そのような状況の中、その日は手品教室のスケジュールが入っていました。ところが、私の気分が始まる前に悪くなってしまいました。しかし、何とかなるかと思い、酔い止めも飲まず手品教室を行いました。
すると、気分がますます悪くなり、それ以上続けることはできず、早めに終わらせトイレに駆け込みました。
この時、ピンマイクのスイッチを切る余裕がなく、聞き苦しい音が会場に聞こえてしまい、スタッフが慌てて飛んできて、スイッチを切るよう言われたことがあります。
このようなことにならない為にも、ピンマイクを付けているときは、常に「スイッチが入っていて音声が拾われている」と意識することが大切です。
オペレーターに音声は聞こえている
また、音声はスピーカーからは聞こえていなかったとしても、音響オペレーターがいる場合は、オペレーターに筒抜けで聞こえています。
そのため、うっかり悪口や不満などを言ってしまうと、他のスタッフにも話が伝わってしまいます。ピンマイクを付けているときは、くれぐれも余計なことを話さないように心がけて下さい。

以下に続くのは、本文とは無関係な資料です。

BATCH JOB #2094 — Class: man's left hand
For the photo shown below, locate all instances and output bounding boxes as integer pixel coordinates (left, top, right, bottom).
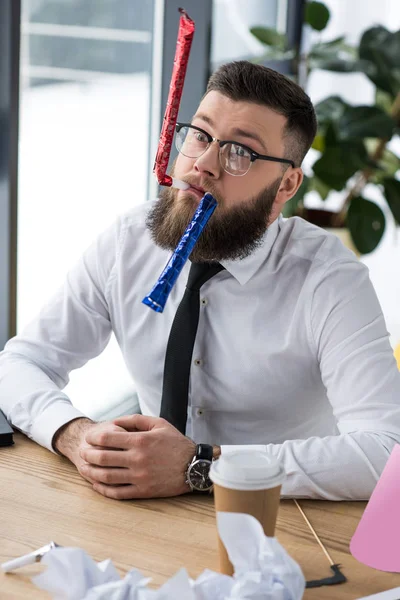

タレント業務を行っていると、理不尽な思いをすることもあるり、つい不満を口にしたくなることもあります。
しかし、その内容が聞かれてしまったら、せっかく積み上げできた実績が台無しになってしまうこともありえます。
そのようなことにならないためにも、ピンマイクを使って仕事をしているときは、「常にピンマイクを付けている」と意識し行動することが大切です。
タレント初心者のころは、こういった失敗経験がないので、ピンマイクが引き起こすトラブルなど考えもしないと思います。
ピンマイクを付けて仕事をするときは、この記事のことを思い出して、要らぬトラブルを引き起こさないように注意していただければ幸いです。